There were other mistakes. Pressured as to the reason for their confidence in Obi as a front-runner in the election, Western journalists regularly cited surveys, many of which, by omission or design, seem to have been armored against evidence. Persistent warnings about the limitations of polling in light of Nigeria's sociological and ethnoregional particulars went unheeded. Nor did many Western journalists seem willing to make the simple admission that the voice of young Nigerians as encapsulated in the Obi-dient movement, while legitimate, did not necessarily aggregate the voice of every young Nigerian.
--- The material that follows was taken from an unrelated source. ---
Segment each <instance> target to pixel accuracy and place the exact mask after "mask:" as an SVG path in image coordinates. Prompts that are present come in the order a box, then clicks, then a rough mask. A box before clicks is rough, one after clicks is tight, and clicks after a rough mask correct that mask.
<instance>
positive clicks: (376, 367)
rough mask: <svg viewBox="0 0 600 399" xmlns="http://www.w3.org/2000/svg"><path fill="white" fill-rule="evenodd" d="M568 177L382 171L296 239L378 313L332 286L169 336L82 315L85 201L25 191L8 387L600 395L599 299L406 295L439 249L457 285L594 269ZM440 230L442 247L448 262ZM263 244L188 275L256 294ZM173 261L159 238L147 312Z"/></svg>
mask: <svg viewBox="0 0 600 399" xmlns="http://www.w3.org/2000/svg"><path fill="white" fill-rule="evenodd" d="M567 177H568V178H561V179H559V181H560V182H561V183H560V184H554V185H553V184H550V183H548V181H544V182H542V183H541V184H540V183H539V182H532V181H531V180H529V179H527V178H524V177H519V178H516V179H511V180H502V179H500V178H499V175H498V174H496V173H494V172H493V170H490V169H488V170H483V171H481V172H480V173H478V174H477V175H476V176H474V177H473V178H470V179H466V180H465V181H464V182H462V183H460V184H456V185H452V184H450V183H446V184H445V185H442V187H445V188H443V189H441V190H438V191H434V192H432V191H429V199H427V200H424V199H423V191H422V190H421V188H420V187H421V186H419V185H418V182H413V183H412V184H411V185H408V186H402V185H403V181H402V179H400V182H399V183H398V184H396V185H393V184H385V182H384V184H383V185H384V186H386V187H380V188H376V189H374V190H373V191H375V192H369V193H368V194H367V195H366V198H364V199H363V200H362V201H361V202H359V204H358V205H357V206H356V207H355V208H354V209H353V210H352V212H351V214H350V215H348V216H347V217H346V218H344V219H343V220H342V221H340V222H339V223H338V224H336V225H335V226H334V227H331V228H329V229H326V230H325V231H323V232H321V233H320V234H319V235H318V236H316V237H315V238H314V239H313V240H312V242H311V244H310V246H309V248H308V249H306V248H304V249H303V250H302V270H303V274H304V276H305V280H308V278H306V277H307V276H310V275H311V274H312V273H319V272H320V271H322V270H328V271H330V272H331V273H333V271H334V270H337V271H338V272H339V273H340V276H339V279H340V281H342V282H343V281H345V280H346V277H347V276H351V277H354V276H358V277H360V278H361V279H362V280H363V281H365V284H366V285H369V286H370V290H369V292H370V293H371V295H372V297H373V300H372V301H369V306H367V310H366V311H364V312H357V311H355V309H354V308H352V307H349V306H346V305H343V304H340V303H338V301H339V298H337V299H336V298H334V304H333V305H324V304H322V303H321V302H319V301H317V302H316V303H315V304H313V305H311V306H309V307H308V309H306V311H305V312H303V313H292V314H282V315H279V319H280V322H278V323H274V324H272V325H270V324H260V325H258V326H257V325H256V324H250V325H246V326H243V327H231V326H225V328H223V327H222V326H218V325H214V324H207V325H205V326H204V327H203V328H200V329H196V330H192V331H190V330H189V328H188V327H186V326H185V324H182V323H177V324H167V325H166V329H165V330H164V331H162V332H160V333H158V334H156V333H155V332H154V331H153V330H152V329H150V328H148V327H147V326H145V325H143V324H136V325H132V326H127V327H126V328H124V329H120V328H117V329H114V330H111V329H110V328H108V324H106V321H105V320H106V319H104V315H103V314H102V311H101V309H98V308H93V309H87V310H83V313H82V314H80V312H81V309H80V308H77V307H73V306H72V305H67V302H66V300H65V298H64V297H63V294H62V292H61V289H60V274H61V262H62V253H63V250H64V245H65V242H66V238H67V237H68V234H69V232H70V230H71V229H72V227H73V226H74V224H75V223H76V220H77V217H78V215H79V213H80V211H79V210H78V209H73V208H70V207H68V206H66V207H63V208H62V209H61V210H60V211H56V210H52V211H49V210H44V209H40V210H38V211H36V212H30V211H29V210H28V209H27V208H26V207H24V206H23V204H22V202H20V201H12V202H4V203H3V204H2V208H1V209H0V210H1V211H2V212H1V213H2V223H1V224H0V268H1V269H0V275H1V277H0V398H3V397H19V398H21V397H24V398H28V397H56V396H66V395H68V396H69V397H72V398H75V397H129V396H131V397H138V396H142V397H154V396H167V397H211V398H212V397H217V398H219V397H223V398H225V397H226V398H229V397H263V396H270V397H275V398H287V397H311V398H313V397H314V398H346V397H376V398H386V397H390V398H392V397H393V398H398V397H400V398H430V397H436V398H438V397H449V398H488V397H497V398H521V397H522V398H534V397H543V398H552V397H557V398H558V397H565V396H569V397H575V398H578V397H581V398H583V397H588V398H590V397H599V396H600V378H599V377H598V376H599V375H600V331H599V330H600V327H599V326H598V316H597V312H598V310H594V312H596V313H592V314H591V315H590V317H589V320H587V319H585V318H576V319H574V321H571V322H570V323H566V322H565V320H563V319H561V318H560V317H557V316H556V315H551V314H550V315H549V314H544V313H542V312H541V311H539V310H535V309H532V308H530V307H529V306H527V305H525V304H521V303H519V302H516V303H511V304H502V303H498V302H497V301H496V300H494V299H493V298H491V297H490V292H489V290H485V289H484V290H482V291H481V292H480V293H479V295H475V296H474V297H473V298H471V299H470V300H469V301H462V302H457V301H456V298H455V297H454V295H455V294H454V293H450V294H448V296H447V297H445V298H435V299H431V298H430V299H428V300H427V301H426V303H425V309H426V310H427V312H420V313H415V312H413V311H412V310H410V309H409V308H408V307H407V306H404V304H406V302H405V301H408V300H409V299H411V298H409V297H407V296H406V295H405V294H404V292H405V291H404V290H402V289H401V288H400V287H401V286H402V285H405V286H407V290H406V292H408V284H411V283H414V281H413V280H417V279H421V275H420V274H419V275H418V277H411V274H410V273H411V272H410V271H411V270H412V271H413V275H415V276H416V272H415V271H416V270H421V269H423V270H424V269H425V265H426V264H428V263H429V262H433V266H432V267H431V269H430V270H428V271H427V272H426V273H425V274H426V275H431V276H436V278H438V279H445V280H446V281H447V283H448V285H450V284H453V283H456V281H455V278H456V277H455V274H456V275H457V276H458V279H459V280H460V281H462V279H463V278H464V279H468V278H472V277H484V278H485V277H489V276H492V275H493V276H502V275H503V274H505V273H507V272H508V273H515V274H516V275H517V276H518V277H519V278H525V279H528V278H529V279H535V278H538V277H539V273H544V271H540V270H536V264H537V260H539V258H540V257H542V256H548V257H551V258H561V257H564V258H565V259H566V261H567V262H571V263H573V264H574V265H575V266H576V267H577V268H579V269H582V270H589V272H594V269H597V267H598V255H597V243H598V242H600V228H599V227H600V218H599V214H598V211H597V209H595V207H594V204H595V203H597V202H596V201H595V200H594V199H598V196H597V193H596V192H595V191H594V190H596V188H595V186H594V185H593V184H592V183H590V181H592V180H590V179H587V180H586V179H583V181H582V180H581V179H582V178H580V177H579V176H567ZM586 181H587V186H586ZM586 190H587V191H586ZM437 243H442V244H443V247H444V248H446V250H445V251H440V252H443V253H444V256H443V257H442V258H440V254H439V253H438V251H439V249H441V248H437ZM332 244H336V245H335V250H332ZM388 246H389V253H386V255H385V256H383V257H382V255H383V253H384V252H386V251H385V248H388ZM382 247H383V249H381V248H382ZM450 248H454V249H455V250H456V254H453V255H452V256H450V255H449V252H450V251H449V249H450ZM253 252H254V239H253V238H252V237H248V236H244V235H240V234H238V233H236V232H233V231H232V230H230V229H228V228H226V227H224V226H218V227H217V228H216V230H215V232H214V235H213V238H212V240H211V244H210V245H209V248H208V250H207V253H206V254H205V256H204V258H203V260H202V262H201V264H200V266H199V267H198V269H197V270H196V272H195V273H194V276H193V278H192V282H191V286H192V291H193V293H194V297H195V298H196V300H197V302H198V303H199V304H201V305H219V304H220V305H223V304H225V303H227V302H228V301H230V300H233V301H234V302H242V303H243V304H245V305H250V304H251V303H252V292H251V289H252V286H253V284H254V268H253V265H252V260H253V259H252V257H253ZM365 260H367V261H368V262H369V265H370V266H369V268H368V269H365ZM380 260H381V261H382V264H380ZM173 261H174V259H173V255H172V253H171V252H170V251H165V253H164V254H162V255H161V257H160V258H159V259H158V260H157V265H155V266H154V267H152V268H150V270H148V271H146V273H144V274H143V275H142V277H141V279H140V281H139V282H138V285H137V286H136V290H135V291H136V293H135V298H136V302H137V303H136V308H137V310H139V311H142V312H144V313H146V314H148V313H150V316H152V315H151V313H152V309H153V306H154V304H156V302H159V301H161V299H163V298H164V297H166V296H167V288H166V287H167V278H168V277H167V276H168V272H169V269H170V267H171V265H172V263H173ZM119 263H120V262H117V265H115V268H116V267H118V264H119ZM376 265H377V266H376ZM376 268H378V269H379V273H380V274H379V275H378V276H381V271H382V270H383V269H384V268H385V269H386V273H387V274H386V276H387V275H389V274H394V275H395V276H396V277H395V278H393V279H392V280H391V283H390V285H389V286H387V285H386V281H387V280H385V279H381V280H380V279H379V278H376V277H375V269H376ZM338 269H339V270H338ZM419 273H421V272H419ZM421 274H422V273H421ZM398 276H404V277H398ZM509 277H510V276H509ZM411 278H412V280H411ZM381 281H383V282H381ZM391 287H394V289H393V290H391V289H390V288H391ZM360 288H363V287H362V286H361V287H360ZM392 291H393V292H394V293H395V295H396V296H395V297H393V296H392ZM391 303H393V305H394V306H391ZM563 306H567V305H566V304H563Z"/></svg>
No allowance was made for the country's obvious political and cultural heterogeneity, nor was there any curiosity about parts of the country where comparatively low levels of literacy and technological diffusion have historically signaled a contrary sensibility.

Perhaps Western journalists might have seen things differently if only they bothered to look, but such was their hurry to report a feelgood story of youth resurgence and political revitalization about an African country where such tends to be scarce; such, in addition was the umbilical connection between the same journalists and the Obi-dient, that the only "facts" available to them were those afforded by the bubble into which they had sealed themselves. Hence the spectacle of an echo chamber in which both the Western and Obi-dient media glibly cross-referenced each other, impervious to the kind of contrary information or perspective that might have forced them to adjust their lens.

That the Western press meant well is not in question. Obi was a breath of fresh air in a country where political criminality is a tautology more or less, and he ran against two representatives of the establishment deeply loathed by many. While that may be understandable, there is simply no excuse for its mischaracterization of Obi, never mind its scandalous negligence of the basic realities of Nigerian politics.

By recklessly propping up Obi, hence giving the impression that he was on his way to the presidency, they have contributed to the public's loss of confidence in the integrity of the Nigerian election.